CytoCrowd: A Multi-Annotator Benchmark Dataset for Cytology Image Analysis
This dataset addresses a critical gap for researchers in medical AI by providing a realistic testbed for handling expert disagreements, though it is incremental as it builds on existing dataset creation efforts.
The authors tackled the lack of datasets that capture real-world expert disagreement in medical image analysis by introducing CytoCrowd, a benchmark with 446 cytology images featuring both raw annotations from four pathologists and a separate gold standard, enabling evaluation of standard tasks and annotation aggregation algorithms.

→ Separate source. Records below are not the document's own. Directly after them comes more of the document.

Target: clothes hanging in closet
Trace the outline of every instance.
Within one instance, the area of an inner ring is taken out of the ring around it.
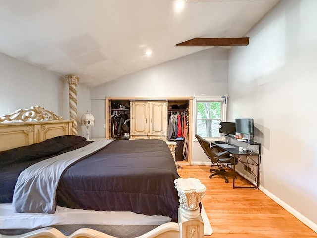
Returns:
[[[168,130],[167,139],[185,138],[188,127],[187,110],[183,112],[171,112],[168,116]]]
[[[122,136],[124,133],[130,132],[130,119],[125,112],[115,111],[112,118],[112,137]]]

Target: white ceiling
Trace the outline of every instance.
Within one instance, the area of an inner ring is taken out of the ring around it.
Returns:
[[[0,0],[0,52],[93,87],[206,49],[175,46],[195,37],[248,36],[278,0]]]

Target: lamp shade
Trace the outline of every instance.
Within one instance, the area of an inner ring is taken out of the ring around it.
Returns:
[[[81,116],[80,121],[81,121],[81,125],[86,125],[86,126],[94,125],[95,118],[91,114],[87,112]]]

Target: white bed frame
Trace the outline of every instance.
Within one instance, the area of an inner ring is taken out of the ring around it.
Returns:
[[[72,120],[36,106],[19,109],[0,117],[0,151],[38,143],[47,139],[72,134]],[[204,224],[199,204],[206,187],[195,178],[177,178],[174,181],[180,198],[178,222],[159,226],[137,238],[202,238]],[[1,235],[3,238],[119,238],[89,228],[82,228],[65,237],[58,230],[46,227],[23,235]]]

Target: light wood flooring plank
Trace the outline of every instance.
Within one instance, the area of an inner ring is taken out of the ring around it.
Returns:
[[[207,190],[202,202],[213,233],[205,238],[316,238],[317,234],[259,190],[232,189],[210,166],[181,165],[182,178],[199,179]],[[237,182],[247,184],[238,176]]]

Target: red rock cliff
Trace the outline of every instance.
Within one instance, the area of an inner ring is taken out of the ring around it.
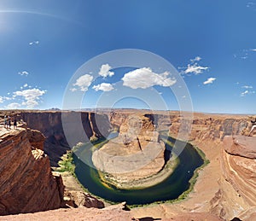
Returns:
[[[42,147],[44,137],[38,131],[2,128],[0,215],[34,212],[62,206],[61,177],[53,176],[48,156],[36,148]]]

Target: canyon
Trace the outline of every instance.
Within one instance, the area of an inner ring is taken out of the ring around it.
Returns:
[[[123,212],[127,220],[133,217],[163,220],[190,220],[189,218],[195,216],[195,220],[204,220],[207,217],[212,218],[208,220],[231,220],[235,217],[253,220],[256,218],[256,134],[247,137],[252,126],[247,116],[194,113],[193,119],[186,119],[179,112],[168,114],[154,112],[153,114],[137,110],[113,110],[97,113],[67,112],[66,117],[70,118],[67,122],[74,131],[73,140],[88,142],[107,137],[112,130],[127,132],[125,122],[134,113],[144,118],[145,122],[154,122],[158,131],[169,130],[172,137],[189,140],[206,154],[210,163],[199,172],[194,191],[187,200],[175,204],[133,208],[131,212],[121,210],[118,213],[120,218]],[[20,111],[19,115],[26,129],[19,128],[19,131],[11,131],[0,137],[1,214],[60,208],[63,206],[64,187],[61,178],[52,175],[49,161],[51,166],[57,166],[61,157],[71,148],[62,127],[63,116],[61,112],[54,111]],[[72,120],[78,115],[87,137],[76,130],[75,122]],[[39,183],[44,181],[45,186],[40,188],[44,189],[32,188],[32,185],[37,187],[36,181]],[[47,194],[43,197],[45,189]],[[49,203],[50,197],[51,203]],[[71,209],[69,214],[75,212],[73,210]],[[111,211],[101,212],[110,216]],[[57,217],[58,212],[51,212],[50,216]],[[84,210],[84,212],[91,212]],[[113,220],[119,220],[118,214]]]

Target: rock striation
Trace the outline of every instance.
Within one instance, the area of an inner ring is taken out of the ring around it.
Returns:
[[[37,131],[2,128],[0,215],[63,206],[61,177],[55,177],[51,172],[49,158],[42,150],[44,140]]]
[[[223,176],[212,210],[223,218],[250,217],[256,213],[256,137],[226,136],[222,145]]]
[[[29,128],[39,131],[45,137],[44,152],[52,166],[58,166],[61,157],[78,142],[85,142],[87,137],[107,137],[111,128],[108,115],[90,112],[22,111],[20,114]],[[74,143],[67,141],[63,119],[72,132]],[[79,130],[78,119],[84,131]]]
[[[150,115],[131,115],[118,137],[92,154],[95,166],[119,183],[130,183],[157,174],[165,166],[165,145],[160,142]]]

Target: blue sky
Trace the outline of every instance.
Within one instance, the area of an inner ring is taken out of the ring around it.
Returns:
[[[255,113],[255,24],[253,0],[1,0],[0,108],[61,108],[67,90],[73,99],[84,94],[81,108],[150,108],[143,94],[151,90],[179,109],[188,97],[177,97],[175,78],[161,67],[114,69],[106,61],[69,88],[87,61],[137,49],[172,64],[195,111]],[[127,89],[137,98],[127,92],[113,101]]]

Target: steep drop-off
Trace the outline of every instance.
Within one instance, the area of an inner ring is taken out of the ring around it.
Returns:
[[[116,110],[110,113],[101,113],[101,115],[102,121],[106,120],[105,123],[108,125],[106,128],[110,130],[113,126],[119,130],[120,125],[131,113],[134,112]],[[84,131],[89,137],[102,136],[102,133],[97,131],[93,113],[71,113],[70,114],[81,115]],[[52,165],[56,165],[60,156],[70,148],[61,127],[61,113],[60,112],[24,112],[21,115],[29,127],[42,131],[46,137],[45,151],[49,154]],[[189,141],[199,148],[216,148],[216,151],[221,149],[219,159],[217,158],[216,160],[221,162],[221,166],[218,170],[221,171],[222,175],[218,179],[218,191],[216,191],[215,196],[212,195],[210,202],[212,212],[228,219],[234,217],[246,219],[255,212],[253,204],[253,199],[256,199],[255,168],[253,167],[255,159],[244,154],[250,151],[244,152],[243,150],[244,153],[241,154],[241,149],[244,148],[238,147],[235,143],[229,144],[228,147],[224,144],[227,139],[230,139],[227,136],[235,137],[237,135],[248,135],[252,125],[247,116],[194,113],[190,125],[189,120],[183,119],[178,112],[171,112],[167,115],[159,112],[154,115],[154,121],[159,131],[170,129],[170,134],[174,138],[178,136],[182,138],[183,133],[184,135],[189,133]],[[183,126],[181,126],[182,123]],[[70,125],[73,126],[72,121]],[[106,131],[108,130],[106,129]],[[76,133],[75,136],[79,137],[79,134]],[[255,133],[253,136],[255,136]],[[255,142],[253,142],[255,143]],[[230,149],[230,147],[233,148]],[[253,148],[255,148],[254,146]],[[211,182],[210,179],[211,177],[206,182]]]
[[[44,139],[36,131],[1,129],[0,215],[63,206],[62,179],[51,172]]]
[[[22,119],[32,129],[38,130],[45,136],[44,152],[49,155],[50,165],[58,166],[61,157],[67,153],[67,150],[73,148],[76,143],[68,143],[66,139],[62,126],[62,119],[65,118],[66,124],[73,131],[73,140],[84,140],[89,137],[101,137],[102,134],[109,133],[111,127],[108,115],[96,114],[86,112],[50,112],[35,111],[20,113]],[[84,132],[79,130],[77,119],[81,120]],[[101,122],[103,128],[98,129],[96,121]]]

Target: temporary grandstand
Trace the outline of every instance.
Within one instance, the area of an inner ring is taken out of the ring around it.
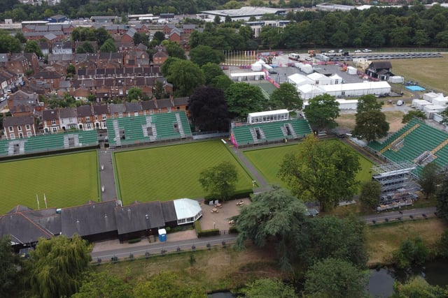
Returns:
[[[106,122],[111,148],[192,137],[184,111],[113,118]]]
[[[0,157],[85,148],[98,145],[96,131],[71,131],[0,141]]]
[[[230,140],[236,147],[288,142],[311,133],[308,121],[302,117],[289,118],[288,110],[250,113],[247,123],[233,122]]]
[[[448,164],[448,133],[413,119],[382,143],[374,141],[368,148],[386,160],[416,165],[419,177],[423,167],[434,161],[441,167]]]

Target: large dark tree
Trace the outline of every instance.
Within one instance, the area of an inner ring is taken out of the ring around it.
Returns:
[[[308,122],[314,129],[333,128],[339,117],[339,103],[328,94],[317,96],[309,100],[304,110]]]
[[[302,110],[302,105],[295,86],[290,83],[281,84],[270,96],[270,105],[273,109]]]
[[[368,274],[349,262],[329,258],[307,271],[304,294],[316,297],[367,297],[365,287]]]
[[[374,95],[360,97],[356,112],[356,124],[351,133],[355,137],[370,142],[387,135],[389,124],[381,111],[381,103],[377,102]]]
[[[439,175],[439,185],[435,193],[437,199],[437,215],[448,220],[448,171],[444,170]]]
[[[190,96],[188,107],[197,130],[229,129],[230,117],[223,90],[210,87],[197,88]]]
[[[208,63],[219,64],[224,61],[223,51],[214,50],[208,45],[198,45],[190,51],[190,59],[202,66]]]
[[[239,231],[237,247],[244,247],[248,239],[261,247],[272,241],[281,268],[290,269],[301,246],[305,211],[303,202],[285,189],[255,195],[251,204],[244,206],[234,217]]]
[[[312,135],[302,146],[285,155],[278,174],[293,193],[305,201],[318,201],[322,211],[351,199],[358,185],[356,154],[341,142],[319,142]]]
[[[225,100],[232,117],[245,118],[248,113],[264,111],[267,106],[260,87],[247,83],[232,84],[225,90]]]

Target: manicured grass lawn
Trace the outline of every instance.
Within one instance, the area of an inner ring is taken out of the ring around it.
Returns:
[[[337,140],[328,140],[323,142],[339,142]],[[266,181],[271,184],[277,184],[283,187],[287,187],[276,174],[280,170],[280,165],[283,161],[285,154],[295,150],[300,150],[301,144],[288,146],[280,146],[277,147],[266,148],[255,150],[246,150],[244,151],[246,157],[252,163],[256,169],[263,175]],[[361,170],[358,173],[357,178],[359,181],[370,180],[371,174],[369,170],[372,168],[371,161],[358,154]]]
[[[200,173],[222,161],[237,166],[237,191],[252,188],[252,179],[220,140],[117,152],[114,159],[124,204],[204,198]]]
[[[0,163],[3,176],[0,214],[18,204],[37,209],[67,207],[98,200],[98,162],[96,151],[24,159]]]

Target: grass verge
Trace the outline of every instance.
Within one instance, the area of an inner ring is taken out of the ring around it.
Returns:
[[[0,214],[21,204],[45,208],[67,207],[97,201],[99,195],[98,156],[96,150],[82,153],[22,159],[0,163],[4,185]]]

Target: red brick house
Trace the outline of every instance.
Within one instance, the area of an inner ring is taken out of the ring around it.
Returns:
[[[36,123],[32,116],[6,117],[3,120],[7,140],[22,139],[36,135]]]

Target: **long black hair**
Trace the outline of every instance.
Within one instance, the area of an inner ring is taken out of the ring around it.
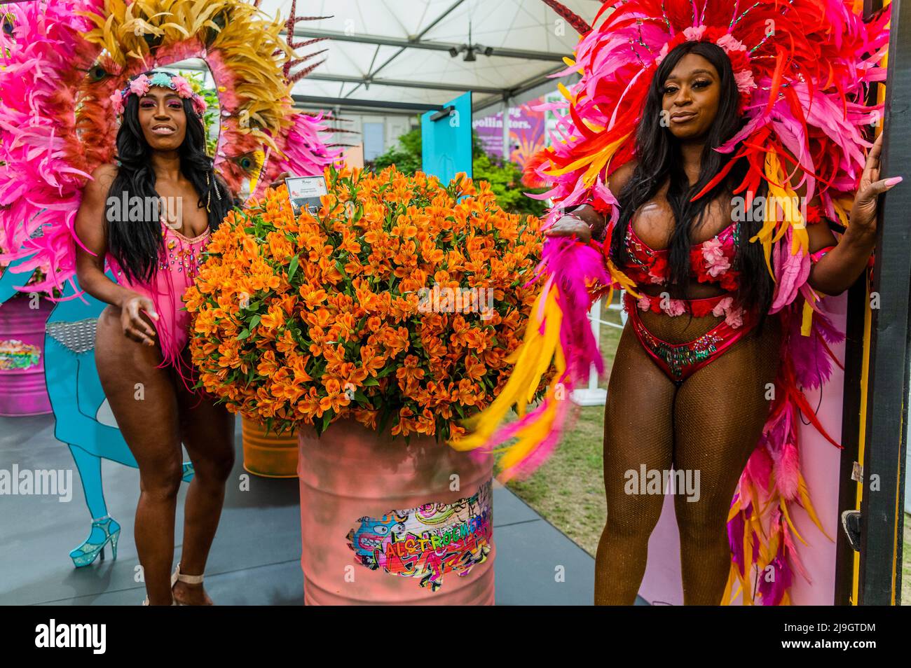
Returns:
[[[661,101],[664,82],[680,60],[687,54],[701,56],[714,66],[720,77],[718,114],[705,137],[705,147],[700,165],[699,177],[693,186],[683,171],[680,143],[670,130],[659,123],[661,116]],[[668,245],[668,266],[671,296],[685,298],[690,285],[691,233],[702,222],[706,207],[721,196],[733,197],[733,187],[746,176],[748,165],[740,159],[728,177],[715,185],[699,199],[691,202],[722,167],[731,159],[732,154],[714,150],[733,137],[742,127],[743,118],[738,113],[740,96],[734,80],[731,61],[724,51],[711,42],[684,42],[670,51],[659,65],[642,109],[642,120],[636,132],[635,155],[638,164],[632,177],[621,189],[618,200],[619,218],[610,238],[610,253],[619,262],[626,263],[629,254],[626,235],[632,215],[647,203],[670,180],[667,200],[674,216],[674,229]],[[735,147],[736,152],[738,147]],[[767,184],[763,181],[757,196],[767,196]],[[761,217],[757,217],[761,218]],[[744,309],[756,308],[760,313],[760,326],[772,305],[773,281],[766,268],[763,248],[750,242],[763,227],[762,219],[751,219],[749,215],[741,221],[741,235],[734,259],[735,268],[742,272],[738,299]]]
[[[146,72],[151,78],[156,72]],[[197,116],[192,101],[180,99],[187,116],[187,134],[178,148],[180,157],[180,172],[192,184],[200,195],[198,207],[209,201],[209,228],[214,232],[230,210],[234,202],[224,181],[215,174],[214,161],[206,154],[206,130]],[[117,134],[118,169],[108,197],[119,202],[127,193],[129,197],[160,197],[155,189],[155,170],[152,169],[152,148],[146,141],[139,125],[139,97],[128,96],[124,106],[123,123]],[[207,185],[208,177],[208,185]],[[130,216],[129,220],[120,220],[118,216],[105,217],[107,231],[107,248],[123,269],[130,282],[150,282],[158,268],[158,258],[164,246],[161,225],[158,218],[145,219],[147,207],[143,207],[141,219]],[[106,209],[107,210],[107,209]]]

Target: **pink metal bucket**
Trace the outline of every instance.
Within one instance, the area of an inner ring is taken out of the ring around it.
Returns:
[[[492,605],[491,462],[354,420],[298,432],[308,605]]]
[[[38,308],[29,308],[33,304]],[[26,294],[0,305],[0,415],[52,412],[45,386],[45,322],[53,309],[53,302]]]

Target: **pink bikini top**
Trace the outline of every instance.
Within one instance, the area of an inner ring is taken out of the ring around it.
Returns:
[[[711,239],[694,244],[690,250],[690,276],[700,283],[717,283],[728,292],[739,286],[740,272],[732,268],[737,255],[740,222],[734,222]],[[633,231],[627,232],[630,261],[623,272],[638,284],[667,283],[669,275],[667,248],[656,250]],[[606,246],[606,248],[609,248]]]
[[[190,315],[184,309],[183,295],[193,285],[202,264],[202,251],[209,243],[210,229],[189,238],[169,228],[161,218],[164,248],[159,254],[159,264],[151,285],[127,280],[114,257],[108,253],[107,264],[125,288],[148,297],[155,304],[159,319],[152,320],[158,332],[159,344],[164,357],[163,365],[174,366],[189,388],[192,369],[187,369],[181,352],[189,340]]]

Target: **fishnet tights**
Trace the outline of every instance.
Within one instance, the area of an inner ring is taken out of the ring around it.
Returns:
[[[670,343],[691,340],[721,319],[642,313]],[[626,493],[627,471],[699,471],[699,500],[674,497],[684,605],[717,605],[731,564],[727,515],[737,481],[769,410],[767,383],[778,369],[781,324],[766,319],[678,388],[648,357],[630,324],[617,349],[604,420],[608,520],[595,560],[595,603],[630,605],[645,572],[649,536],[662,494]],[[663,489],[663,488],[662,488]]]

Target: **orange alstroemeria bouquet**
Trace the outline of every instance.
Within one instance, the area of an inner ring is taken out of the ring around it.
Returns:
[[[325,178],[313,215],[295,219],[281,186],[212,235],[185,296],[199,386],[279,433],[353,418],[458,437],[508,380],[540,220],[505,213],[464,174],[446,187],[394,167]]]

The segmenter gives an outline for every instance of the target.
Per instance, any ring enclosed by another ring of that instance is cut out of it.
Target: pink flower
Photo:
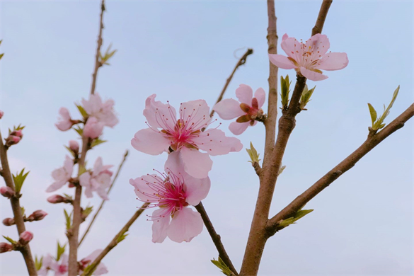
[[[4,197],[11,198],[15,194],[14,190],[10,187],[2,186],[0,188],[0,194]]]
[[[47,188],[46,192],[50,192],[60,189],[71,178],[73,170],[74,161],[67,155],[63,167],[52,172],[52,177],[54,179],[54,182]]]
[[[22,245],[25,245],[29,243],[33,238],[33,234],[29,231],[25,231],[20,234],[19,243]]]
[[[280,46],[288,57],[269,54],[270,62],[279,68],[294,69],[312,81],[328,79],[321,70],[340,70],[348,64],[346,53],[328,52],[329,40],[325,35],[316,34],[303,43],[285,33]]]
[[[79,144],[75,140],[70,140],[69,149],[75,154],[77,154],[79,151]]]
[[[210,180],[195,178],[185,173],[179,152],[172,152],[165,164],[166,173],[146,175],[130,180],[135,193],[148,207],[159,207],[150,217],[153,221],[152,241],[162,243],[168,236],[173,241],[190,241],[202,231],[200,214],[192,210],[205,199]]]
[[[224,120],[231,120],[237,117],[236,122],[230,124],[229,129],[235,135],[244,132],[247,127],[255,125],[258,121],[255,119],[263,115],[262,106],[265,103],[266,94],[263,88],[258,88],[253,96],[251,87],[241,84],[236,89],[236,96],[238,101],[227,98],[217,103],[213,110]]]
[[[96,192],[103,200],[108,200],[107,190],[110,185],[112,172],[108,171],[112,165],[103,166],[102,158],[99,157],[95,161],[93,170],[86,171],[79,176],[79,183],[84,187],[86,197],[92,197],[92,192]]]
[[[70,130],[72,125],[74,125],[74,121],[67,108],[60,108],[59,114],[60,115],[60,117],[59,118],[59,121],[54,125],[56,127],[62,132]]]
[[[91,139],[98,138],[102,134],[104,126],[103,122],[99,122],[95,117],[89,117],[84,128],[84,136]]]
[[[144,115],[149,128],[135,133],[131,141],[135,149],[151,155],[168,152],[169,148],[179,151],[185,172],[193,177],[204,178],[212,166],[209,154],[226,154],[239,151],[243,147],[238,139],[226,137],[224,132],[217,128],[202,132],[212,122],[205,100],[181,103],[177,120],[176,109],[169,103],[155,101],[156,96],[153,94],[145,101]]]
[[[96,249],[95,251],[92,252],[88,257],[86,257],[81,260],[81,261],[79,262],[79,275],[82,274],[82,272],[85,270],[85,268],[86,268],[88,265],[92,263],[95,260],[95,259],[96,259],[98,256],[99,256],[102,251],[103,251],[102,249]],[[98,265],[98,266],[96,267],[95,271],[93,272],[93,275],[99,276],[102,275],[103,274],[106,274],[108,273],[108,271],[106,266],[103,263],[100,263],[99,265]]]
[[[104,125],[110,127],[113,127],[118,123],[118,119],[113,110],[114,104],[113,100],[107,100],[103,103],[98,93],[91,95],[89,100],[82,99],[82,105],[86,113],[91,117],[95,117]]]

High-quality annotated datasets are crucial for advancing machine learning in medical image analysis. However, a critical gap exists: most datasets either offer a single, clean ground truth, which hides real-world expert disagreement, or they provide multiple annotations without a separate gold standard for objective evaluation. To bridge this gap, we introduce CytoCrowd, a new public benchmark for cytology analysis. The dataset features 446 high-resolution images, each with two key components: (1) raw, conflicting annotations from four independent pathologists, and (2) a separate, high-quality gold-standard ground truth established by a senior expert. This dual structure makes CytoCrowd a versatile resource. It serves as a benchmark for standard computer vision tasks, such as object detection and classification, using the ground truth. Simultaneously, it provides a realistic testbed for evaluating annotation aggregation algorithms that must resolve expert disagreements. We provide comprehensive baseline results for both tasks. Our experiments demonstrate the challenges presented by CytoCrowd and establish its value as a resource for developing the next generation of models for medical image analysis.